Question

Find the domain and sketch the graph of the functions\({\bf{H}}\left( {\bf{t}} \right){\bf{ = }}\frac{{{\bf{4 - }}{{\bf{t}}^{\bf{2}}}}}{{{\bf{2 - t}}}}\).

Short answer

The domain of the function\({\bf{H}}\left( {\bf{t}} \right){\bf{ = }}\frac{{{\bf{4 - }}{{\bf{t}}^{\bf{2}}}}}{{{\bf{2 - t}}}}\)is\(\left( { - \infty ,2} \right) \cup \left( {2,\infty } \right)\)and the graph of the function is given in figure (1).

Step-by-step solution

Determine the domain of the function

The given function\(H\left( t \right) = \frac{{4 - {t^2}}}{{2 - t}}\)holds true for all the real numbers except for the numbers for which the denominator becomes zero.
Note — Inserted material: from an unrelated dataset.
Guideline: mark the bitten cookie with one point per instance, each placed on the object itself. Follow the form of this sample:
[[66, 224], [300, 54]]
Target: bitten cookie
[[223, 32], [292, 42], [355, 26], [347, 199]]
The denominator of the function becomes zero for numbers,

\(\begin{aligned}{c}2 - t = 0\\t = 2\end{aligned}\)

Therefore, the function is defined for\(t \in \left( { - \infty ,2} \right) \cup \left( {2,\infty } \right)\).

Thus, the domain of the function \(H\left( t \right) = \frac{{4 - {t^2}}}{{2 - t}}\)is\(\left( { - \infty ,2} \right) \cup \left( {2,\infty } \right)\).

Sketch the graph of the function

Now take\(t\)on the\(x - \)axis, and\(H\left( t \right)\)on the\(y - \)axis.

Simplify the function.

\(\begin{aligned}{c}H\left( t \right) &= \frac{{4 - {t^2}}}{{2 - t}}\\H\left( t \right) &= \frac{{\left( {2 + t} \right)\left( {2 - t} \right)}}{{2 - t}}\\H\left( t \right) &= 2 + t\end{aligned}\)

For\(t = 0\)

\(\begin{aligned}{l}H\left( t \right) &= 2 + 0\\H\left( t \right) &= 2\end{aligned}\)

For \(H\left( t \right) = 0\)

\(\begin{aligned}{c}0 = 2 + t\\t = - 2\end{aligned}\)

Therefore, the graph passes through (-2, 0) and (0, 2).

Draw the graph of the function using the above two points.

Figure (1)

Therefore, the graph of the function is given in figure (1).